Personal Info
- Country of residence: Palestine
Information
Daoud Ahmed Maragha, known as “Abu Ahmed Fouad”, was born in the town of Silwan, east of occupied Jerusalem in 1942. He is married and has two sons and three daughters.
In his early youth, he joined the Arab Nationalist Movement and became involved in its political and military activities in Jordan and Palestine.
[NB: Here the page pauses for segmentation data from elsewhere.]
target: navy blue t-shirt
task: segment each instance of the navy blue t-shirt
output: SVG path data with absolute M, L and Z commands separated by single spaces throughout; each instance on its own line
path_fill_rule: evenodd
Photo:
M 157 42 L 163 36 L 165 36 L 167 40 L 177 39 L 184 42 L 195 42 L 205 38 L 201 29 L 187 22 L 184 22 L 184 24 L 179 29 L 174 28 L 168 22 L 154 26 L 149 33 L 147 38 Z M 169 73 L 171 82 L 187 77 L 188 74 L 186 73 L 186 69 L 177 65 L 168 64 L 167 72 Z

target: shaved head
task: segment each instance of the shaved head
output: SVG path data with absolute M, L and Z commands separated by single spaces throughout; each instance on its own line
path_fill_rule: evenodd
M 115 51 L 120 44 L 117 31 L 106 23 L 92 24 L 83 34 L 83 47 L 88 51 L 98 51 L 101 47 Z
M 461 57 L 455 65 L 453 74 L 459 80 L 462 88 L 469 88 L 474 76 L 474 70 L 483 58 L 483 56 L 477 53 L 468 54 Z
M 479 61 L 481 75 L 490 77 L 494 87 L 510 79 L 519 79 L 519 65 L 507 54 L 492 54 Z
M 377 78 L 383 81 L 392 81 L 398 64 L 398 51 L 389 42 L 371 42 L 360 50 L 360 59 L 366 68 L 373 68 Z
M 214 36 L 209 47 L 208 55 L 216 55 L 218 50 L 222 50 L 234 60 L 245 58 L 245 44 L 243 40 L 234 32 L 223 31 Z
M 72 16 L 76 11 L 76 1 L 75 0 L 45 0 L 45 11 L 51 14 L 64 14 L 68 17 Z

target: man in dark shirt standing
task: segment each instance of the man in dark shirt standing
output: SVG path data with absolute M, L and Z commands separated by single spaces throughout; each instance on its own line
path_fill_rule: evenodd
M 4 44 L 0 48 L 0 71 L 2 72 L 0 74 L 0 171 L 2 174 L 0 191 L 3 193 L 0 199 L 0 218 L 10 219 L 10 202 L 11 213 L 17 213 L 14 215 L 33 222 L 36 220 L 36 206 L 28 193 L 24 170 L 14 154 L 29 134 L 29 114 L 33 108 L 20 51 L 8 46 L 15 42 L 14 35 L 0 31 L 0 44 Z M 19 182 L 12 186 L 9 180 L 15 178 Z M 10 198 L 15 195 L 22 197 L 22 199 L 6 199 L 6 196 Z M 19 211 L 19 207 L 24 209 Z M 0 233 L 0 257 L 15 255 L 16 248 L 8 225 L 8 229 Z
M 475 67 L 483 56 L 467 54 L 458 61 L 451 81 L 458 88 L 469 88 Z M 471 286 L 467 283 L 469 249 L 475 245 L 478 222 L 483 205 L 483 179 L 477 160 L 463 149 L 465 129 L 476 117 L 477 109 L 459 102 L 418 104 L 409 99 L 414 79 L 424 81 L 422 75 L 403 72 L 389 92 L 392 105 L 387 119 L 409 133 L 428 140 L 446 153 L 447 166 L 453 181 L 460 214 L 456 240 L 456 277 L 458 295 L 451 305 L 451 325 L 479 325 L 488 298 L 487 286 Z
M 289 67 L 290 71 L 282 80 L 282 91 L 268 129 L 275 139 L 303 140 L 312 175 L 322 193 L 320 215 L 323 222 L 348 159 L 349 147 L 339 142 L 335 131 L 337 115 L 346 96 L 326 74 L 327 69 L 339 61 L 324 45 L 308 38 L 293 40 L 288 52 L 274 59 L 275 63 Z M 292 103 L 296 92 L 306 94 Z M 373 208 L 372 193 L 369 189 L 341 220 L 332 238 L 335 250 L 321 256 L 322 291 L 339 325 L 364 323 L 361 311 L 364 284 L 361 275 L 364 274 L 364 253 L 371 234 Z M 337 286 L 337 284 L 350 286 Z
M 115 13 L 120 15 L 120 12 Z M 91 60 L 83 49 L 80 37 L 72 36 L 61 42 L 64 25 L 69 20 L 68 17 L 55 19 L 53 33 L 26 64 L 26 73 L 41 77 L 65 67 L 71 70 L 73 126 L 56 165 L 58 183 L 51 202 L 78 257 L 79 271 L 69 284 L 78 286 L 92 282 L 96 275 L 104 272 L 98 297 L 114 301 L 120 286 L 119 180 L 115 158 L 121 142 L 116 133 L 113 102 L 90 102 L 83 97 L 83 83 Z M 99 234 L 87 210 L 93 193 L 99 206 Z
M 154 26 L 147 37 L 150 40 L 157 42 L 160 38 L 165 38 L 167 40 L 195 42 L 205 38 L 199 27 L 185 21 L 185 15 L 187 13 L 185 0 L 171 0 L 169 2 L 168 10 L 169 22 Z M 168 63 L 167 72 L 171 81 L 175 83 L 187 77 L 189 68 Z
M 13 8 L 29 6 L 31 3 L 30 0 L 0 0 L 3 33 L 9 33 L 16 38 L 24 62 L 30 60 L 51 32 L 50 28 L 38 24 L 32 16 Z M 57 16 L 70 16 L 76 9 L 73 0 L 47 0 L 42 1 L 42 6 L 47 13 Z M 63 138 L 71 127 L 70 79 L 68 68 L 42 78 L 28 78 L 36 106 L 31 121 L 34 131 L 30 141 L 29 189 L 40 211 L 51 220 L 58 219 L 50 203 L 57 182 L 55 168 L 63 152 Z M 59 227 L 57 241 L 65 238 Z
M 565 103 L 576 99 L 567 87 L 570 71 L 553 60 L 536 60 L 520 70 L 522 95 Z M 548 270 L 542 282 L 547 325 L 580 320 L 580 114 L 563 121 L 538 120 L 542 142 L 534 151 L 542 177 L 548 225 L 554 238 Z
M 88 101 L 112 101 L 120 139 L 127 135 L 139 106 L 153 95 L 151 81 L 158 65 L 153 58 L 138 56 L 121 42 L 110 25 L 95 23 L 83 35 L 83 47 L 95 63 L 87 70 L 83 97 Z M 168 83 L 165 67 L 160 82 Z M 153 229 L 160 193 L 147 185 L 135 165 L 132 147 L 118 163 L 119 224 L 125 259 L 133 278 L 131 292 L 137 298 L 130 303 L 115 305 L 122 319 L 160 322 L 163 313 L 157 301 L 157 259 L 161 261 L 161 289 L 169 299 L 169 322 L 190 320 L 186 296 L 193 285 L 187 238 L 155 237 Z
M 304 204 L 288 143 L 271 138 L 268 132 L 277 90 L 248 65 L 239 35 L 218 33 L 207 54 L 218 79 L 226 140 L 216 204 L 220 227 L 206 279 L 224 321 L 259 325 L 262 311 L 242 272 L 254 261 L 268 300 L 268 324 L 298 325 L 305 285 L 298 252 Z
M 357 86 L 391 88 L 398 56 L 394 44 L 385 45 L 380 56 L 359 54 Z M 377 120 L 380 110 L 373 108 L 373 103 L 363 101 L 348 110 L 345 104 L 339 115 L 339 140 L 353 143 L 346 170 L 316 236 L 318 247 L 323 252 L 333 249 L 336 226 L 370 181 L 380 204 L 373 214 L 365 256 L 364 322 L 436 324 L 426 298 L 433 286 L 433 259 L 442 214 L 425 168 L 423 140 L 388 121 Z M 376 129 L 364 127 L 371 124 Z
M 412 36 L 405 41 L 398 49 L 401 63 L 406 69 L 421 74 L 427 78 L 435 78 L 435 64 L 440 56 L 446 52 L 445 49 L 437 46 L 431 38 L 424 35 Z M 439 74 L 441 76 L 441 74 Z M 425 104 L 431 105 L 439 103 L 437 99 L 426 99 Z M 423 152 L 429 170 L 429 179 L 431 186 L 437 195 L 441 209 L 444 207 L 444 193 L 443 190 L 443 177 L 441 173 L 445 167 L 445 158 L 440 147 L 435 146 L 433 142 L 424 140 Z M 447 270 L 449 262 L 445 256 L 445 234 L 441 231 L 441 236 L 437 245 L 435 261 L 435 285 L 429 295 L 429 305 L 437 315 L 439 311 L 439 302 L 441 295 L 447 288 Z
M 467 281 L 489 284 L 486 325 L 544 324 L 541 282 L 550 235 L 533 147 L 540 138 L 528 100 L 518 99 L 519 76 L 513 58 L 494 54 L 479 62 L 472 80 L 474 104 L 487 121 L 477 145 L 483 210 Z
He turned to Marxist thought after the defeat of 1967 and participated with George Habash and others in founding the Popular Front on December 11, 1967. He completed a military course in Egypt and another in Eastern Europe, and visited socialist countries in Asia and Africa as part of delegations for the Popular Front, accompanied by the Front leader Abu Ali Mustafa.
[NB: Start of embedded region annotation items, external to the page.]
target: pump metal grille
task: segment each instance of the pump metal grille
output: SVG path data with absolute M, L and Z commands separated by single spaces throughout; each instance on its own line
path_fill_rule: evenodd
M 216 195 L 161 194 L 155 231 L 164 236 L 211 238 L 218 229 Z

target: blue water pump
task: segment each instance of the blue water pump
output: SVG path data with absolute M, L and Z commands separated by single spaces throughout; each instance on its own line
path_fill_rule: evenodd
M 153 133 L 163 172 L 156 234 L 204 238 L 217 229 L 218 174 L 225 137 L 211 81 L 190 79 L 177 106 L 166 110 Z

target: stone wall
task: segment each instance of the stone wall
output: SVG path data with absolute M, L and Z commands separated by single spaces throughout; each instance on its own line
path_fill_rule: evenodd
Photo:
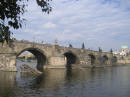
M 0 47 L 0 70 L 17 71 L 16 55 L 10 47 Z

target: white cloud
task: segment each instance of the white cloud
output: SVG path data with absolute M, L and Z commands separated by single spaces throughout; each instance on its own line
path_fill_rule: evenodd
M 43 27 L 47 28 L 47 29 L 56 28 L 56 24 L 48 22 L 48 23 L 44 24 Z
M 88 47 L 118 48 L 130 41 L 126 38 L 130 36 L 130 0 L 107 1 L 52 0 L 53 11 L 49 15 L 33 3 L 25 14 L 27 29 L 31 30 L 24 32 L 47 41 L 58 38 L 62 43 L 71 41 L 77 45 L 84 41 Z M 118 37 L 120 41 L 116 40 Z

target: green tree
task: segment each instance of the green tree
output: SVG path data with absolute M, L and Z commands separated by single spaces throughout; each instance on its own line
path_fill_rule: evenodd
M 72 48 L 73 47 L 72 44 L 69 44 L 69 47 Z
M 82 49 L 85 49 L 85 45 L 84 45 L 84 43 L 82 44 Z
M 112 50 L 112 48 L 110 49 L 110 53 L 113 53 L 113 50 Z
M 19 29 L 22 27 L 24 18 L 21 16 L 26 12 L 29 0 L 0 0 L 0 41 L 10 39 L 10 28 Z M 36 0 L 42 12 L 49 13 L 51 0 Z
M 102 52 L 102 49 L 99 47 L 99 50 L 98 50 L 99 52 Z

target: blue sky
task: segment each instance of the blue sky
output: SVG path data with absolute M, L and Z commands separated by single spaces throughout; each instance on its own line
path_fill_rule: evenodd
M 30 0 L 27 19 L 22 29 L 15 30 L 17 39 L 97 50 L 130 47 L 130 0 L 53 0 L 48 15 Z

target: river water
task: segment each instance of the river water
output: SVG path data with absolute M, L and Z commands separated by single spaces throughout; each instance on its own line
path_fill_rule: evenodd
M 0 72 L 0 97 L 130 97 L 130 66 Z

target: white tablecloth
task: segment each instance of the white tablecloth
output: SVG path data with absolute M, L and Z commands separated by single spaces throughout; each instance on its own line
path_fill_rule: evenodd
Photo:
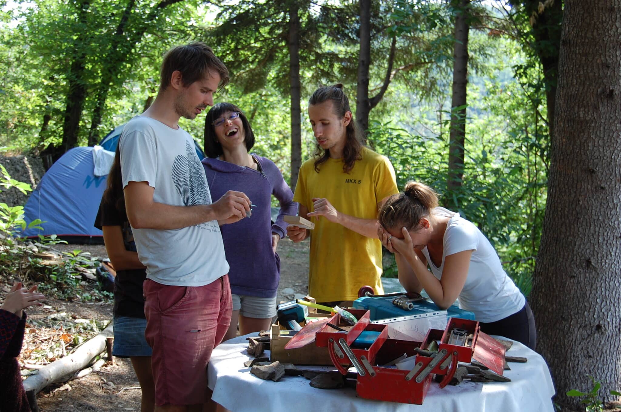
M 207 369 L 212 399 L 233 412 L 286 411 L 287 412 L 338 412 L 373 411 L 437 411 L 446 412 L 553 412 L 555 390 L 550 371 L 540 355 L 515 342 L 507 356 L 528 358 L 525 364 L 512 362 L 504 375 L 510 382 L 478 383 L 465 380 L 443 389 L 432 382 L 422 405 L 383 402 L 356 396 L 353 388 L 317 389 L 302 377 L 284 376 L 278 382 L 263 380 L 250 373 L 243 362 L 247 336 L 227 341 L 214 350 Z M 269 351 L 266 351 L 269 356 Z M 318 367 L 299 366 L 304 369 Z M 328 370 L 327 368 L 324 369 Z

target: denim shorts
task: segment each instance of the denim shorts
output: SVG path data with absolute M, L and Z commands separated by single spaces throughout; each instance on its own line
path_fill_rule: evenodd
M 112 355 L 119 358 L 151 356 L 151 347 L 145 339 L 145 327 L 146 319 L 115 316 Z
M 233 310 L 239 311 L 239 314 L 245 318 L 268 319 L 276 316 L 276 296 L 259 298 L 233 294 L 231 297 Z

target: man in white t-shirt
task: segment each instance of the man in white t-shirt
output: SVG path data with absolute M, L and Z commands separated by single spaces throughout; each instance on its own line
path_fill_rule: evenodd
M 194 141 L 179 119 L 213 104 L 229 72 L 211 48 L 169 51 L 153 104 L 119 142 L 127 217 L 147 267 L 145 336 L 153 348 L 156 411 L 200 411 L 207 364 L 230 323 L 229 265 L 220 224 L 246 216 L 250 201 L 229 191 L 212 203 Z

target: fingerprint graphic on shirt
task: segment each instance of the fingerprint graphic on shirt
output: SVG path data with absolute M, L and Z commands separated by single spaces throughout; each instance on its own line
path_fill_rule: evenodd
M 175 187 L 184 205 L 211 203 L 204 174 L 194 148 L 186 140 L 186 155 L 179 155 L 175 158 L 171 172 Z

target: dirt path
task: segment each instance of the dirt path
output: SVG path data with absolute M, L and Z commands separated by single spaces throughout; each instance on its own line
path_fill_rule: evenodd
M 94 256 L 107 256 L 103 245 L 57 245 L 54 248 L 59 251 L 80 249 Z M 278 301 L 292 300 L 296 295 L 306 295 L 308 291 L 309 242 L 294 244 L 284 239 L 281 240 L 278 252 L 281 262 Z M 111 303 L 83 303 L 49 300 L 46 303 L 52 308 L 29 309 L 29 316 L 37 319 L 55 312 L 66 312 L 85 319 L 112 319 Z M 115 363 L 114 365 L 106 365 L 100 371 L 81 379 L 70 381 L 68 387 L 55 384 L 43 390 L 37 395 L 40 410 L 140 411 L 140 390 L 131 364 L 128 359 L 119 358 L 115 358 Z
He progressed through organizational and military responsibilities within the Front; he was the head of the Central Sector (Jordan) in the late sixties and early seventies of the last century, and a member of the Front’s military leadership. He participated in the events of September 1970 against the Jordanian regime. After the resistance left Jordan, he moved to Lebanon, and participated in building military bases belonging to the Front in southern Lebanon, and became its military official there. He led the military operations of its forces during the Israeli invasion of southern Lebanon in March 1978, and also witnessed the Israeli invasion of Lebanon in June 1982.
He left Lebanon for Syria and resided in Damascus. He was chosen as the head of the political department of the Popular Front, and then he was chosen as its deputy secretary-general during the seventh conference held between November 28 and December 3, 2013, succeeding the Front leader Abdul Rahim Mallouh.
He headed the Popular Front delegation to the Palestinian reconciliation talks in more than one Arab capital, including the reconciliation talks in Cairo in November 2017 and February 2021.
Abu Ahmad Fouad appears in various media outlets, especially after he became Deputy Secretary-General of the Front, and in his interviews on satellite channels and radio stations, he comments on issues related to the conflict with the occupation and the internal Palestinian situation, and expresses the position of the Popular Front on them.
He suffered during his struggle; he lived through the Nakba, was arrested by the Jordanian authorities during the events of Black September, and the occupation prevented him from returning to his country since its occupation in 1967.
Maragha died at the age of 83 on Friday, January 16, 2025 in Syria.